Assume that the investor holds a portfolio that consists of one European call option with strike 20, two European call options with strike \( 60 \), and six European put options with strike \( 90 \). All the options have the same expiration. What is the payoff on this portfolio if the price of the underlying asset at the expiration becomes \( 80 \)?
Assume an one period binomial model in which the initial stock price is \( S=60 \) and in each period the stock price can go either up by a factor of \( u=\frac{7}{3} \) or down by a factor of \( d=\frac{2}{3} \). Assume that the simple interest rate over one time period is \( r=\frac{1}{3} \).
Calculate the price of binary call and put options with strike \(K\). Assume that the stock price follows the binomial model with parameters \(u\), \(d\), \(r\), \(K\). Binary call pays \(1\) if \(S(n)\geq K\) and 0 if \(S(n) < K\). Binary put pays \(1\) if \(S(n) < K\) and \(0\) if \(S(n)\geq K\). What is the price of a portfolio which consists of 1 binary call option and 1 binary put option with the same strike?

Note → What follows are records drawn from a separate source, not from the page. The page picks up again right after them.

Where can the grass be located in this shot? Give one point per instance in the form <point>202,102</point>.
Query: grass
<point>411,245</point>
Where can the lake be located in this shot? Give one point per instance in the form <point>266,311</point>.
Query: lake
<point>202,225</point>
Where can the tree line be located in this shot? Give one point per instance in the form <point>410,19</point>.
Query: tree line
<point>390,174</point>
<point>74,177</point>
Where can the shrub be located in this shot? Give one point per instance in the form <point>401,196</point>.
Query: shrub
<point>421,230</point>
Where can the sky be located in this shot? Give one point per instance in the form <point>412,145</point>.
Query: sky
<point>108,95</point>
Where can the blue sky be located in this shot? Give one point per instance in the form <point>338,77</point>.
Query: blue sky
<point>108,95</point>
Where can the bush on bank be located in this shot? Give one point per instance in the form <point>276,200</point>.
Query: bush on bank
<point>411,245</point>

Determine the number of sequences \( \left(X_1, X_2, \dots, X_{100}\right) \) with terms in \( \{-1,1\} \) such that the following two conditions are satisfied \begin{eqnarray*}X_1+X_2+\cdots+ X_{100}=0\quad\mbox{ and}&& \newline \left(X_1+X_2+\cdots+X_{k}\right)^2< 30^2 \mbox{ for all }k\in\{1,2,\dots, 100\} .&&\end{eqnarray*}
Assume that instead of binomial model the stock price \( S_n \) evolves in discrete time according to the formula \( S_n=S_0+\sigma W_n \), where \( W_n \) is the standard random walk and \( S_0 \) and \( \sigma \) are given positive real numbers. In other words, the initial price is \( S_0 \) and in each step the stock price increases by \( \sigma \) or decreases by \( \sigma \). Assume that the interest is \(r\) in each step.
Determine the formulas for risk-neutral probabilities for this model and using these risk-neutral probabilities determine the formula for the price of European call option with strike \( K=S_0 \) and expiration 3 under the assumption that \( S_0 > 3\sigma \).